Wow! Just, wow. What an arrogant string of thoughts! I have many, many reasons to be thankful for our faith and here is but one of them. If I didn’t have a faith lens to check myself with, the above reaction probably would have been the end of that particular string of thoughts. Yikes! Taking the same words of Chiara with a lens of faith offers a radically different journey that, surprisingly perhaps, comes to a similar conclusion.

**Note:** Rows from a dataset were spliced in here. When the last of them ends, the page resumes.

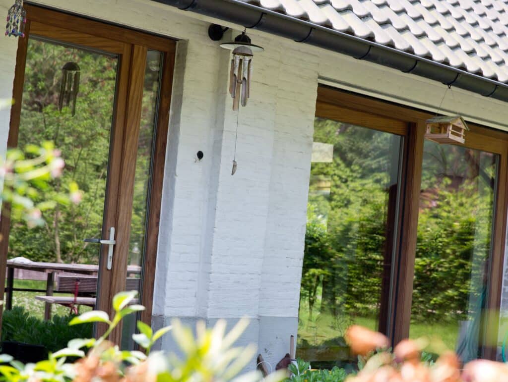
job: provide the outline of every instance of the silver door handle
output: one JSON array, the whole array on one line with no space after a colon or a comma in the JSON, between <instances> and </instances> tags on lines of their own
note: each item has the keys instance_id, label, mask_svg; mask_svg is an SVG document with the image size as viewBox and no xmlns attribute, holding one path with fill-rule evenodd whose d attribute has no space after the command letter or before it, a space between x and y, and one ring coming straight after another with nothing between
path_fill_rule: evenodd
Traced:
<instances>
[{"instance_id":1,"label":"silver door handle","mask_svg":"<svg viewBox=\"0 0 508 382\"><path fill-rule=\"evenodd\" d=\"M111 227L109 229L109 239L97 239L95 238L86 238L84 239L87 242L93 242L97 244L105 244L109 246L108 248L108 264L106 267L108 269L111 269L113 266L113 246L116 244L116 240L115 240L115 227Z\"/></svg>"}]
</instances>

Do I have to put up with others. Absolutely. Do they also have to put up with me? Absolutely. Here’s the thing, none of us are perfect. We all have shortcomings. Focusing on the shortcomings of others does not diminish our own. We all have areas of grow, to improve, to become holy. It doesn’t matter who we are or what we have done. Jesus loves each one of us with perfect love. He is the one who “lovingly disregards” our shortcomings, minor or otherwise, while drawing us closer to Himself. This means that even while we were unworthy of salvation, Jesus freely gave Himself for us. Nothing we did or will do can earn that kind of love or sacrifice.
Jesus is the one who shows us how to “put up” with others. It is to love them for who they are, not because they check all the boxes, but because He loves them. Jesus does not wait for us to be cleaned up before He draws us close to Himself. He reaches out with open arms, and challenges us to do the same with those whose shortcomings we find the least desirable (even if they poop in the bathtub. Because, yes, that happened in our house. Twice now).
At first, I had put myself in the role of the one “putting up” with other people, especially my children. On a second, and more humble, scan, I saw in myself my own shortcomings that my kids have to put up with. I can lose my temper, I am impatient, I make impulsive choices that aren’t well thought out or are selfish. I have room to grow in all the areas of my life.
I’m their ticket to heaven just as much as they are mine.